Eén overweging bij het gebruik van een halverwege niet-gemarkeerde dosis is dat de patiënt dan klikken zou moeten tellen (d.w.z. vijf klikken tussen een gemarkeerde dosis), aangezien er geen zichtbare lijnen op het pennetje zijn bij deze tussentijdse klikken. Als een patiënt niet zorgvuldig is bij het tellen van de benodigde klikjes, zou dit kunnen leiden tot problemen bij het bepalen van de werkelijke dosis die een patiënt inneemt en tot verdere verwarring over hoe de dosis van liraglutide moet worden aangepast. Er hoeft echter geen gevaar voor overdosering te bestaan als een halfweg ongemarkeerde dosis wordt gebruikt, aangezien de pen maximaal 1,8 mg per dosis kan toedienen.
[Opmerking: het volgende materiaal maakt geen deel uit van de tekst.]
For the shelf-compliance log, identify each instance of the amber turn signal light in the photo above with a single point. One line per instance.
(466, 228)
Een andere overweging is de nauwkeurigheid van de halfweg ongemarkeerde dosis na herhaald gebruik van het Victoza pennenapparaat. Hoewel King en Wolfe1 de dosis halverwege hebben vastgesteld op 0,3, 0,9 en 1,5 mg, is het mogelijk dat bij herhaald gebruik van de pen de nauwkeurigheid van deze doses kan worden beïnvloed. Daarom zou een conservatieve benadering zijn om de ongemarkeerde dosering halverwege tijdelijk te gebruiken totdat de maag-darmsymptomen van de patiënt zijn verminderd en dan weer te verhogen naar de gemarkeerde dosering (1,2 of 1,8 mg).
Concluderend hebben King en Wolfe1 de nauwkeurigheid van het doseringsvolume voor de halverwege doseringen in zes Victoza pennen aangetoond. Vanuit praktisch oogpunt kan het gebruik van een halve dosis (0,3, 0,9 en 1,5 mg) worden overwogen op tijdelijke basis totdat de GI-symptomen zijn verminderd, waarna liraglutide kan worden teruggezet naar de gemarkeerde dosis.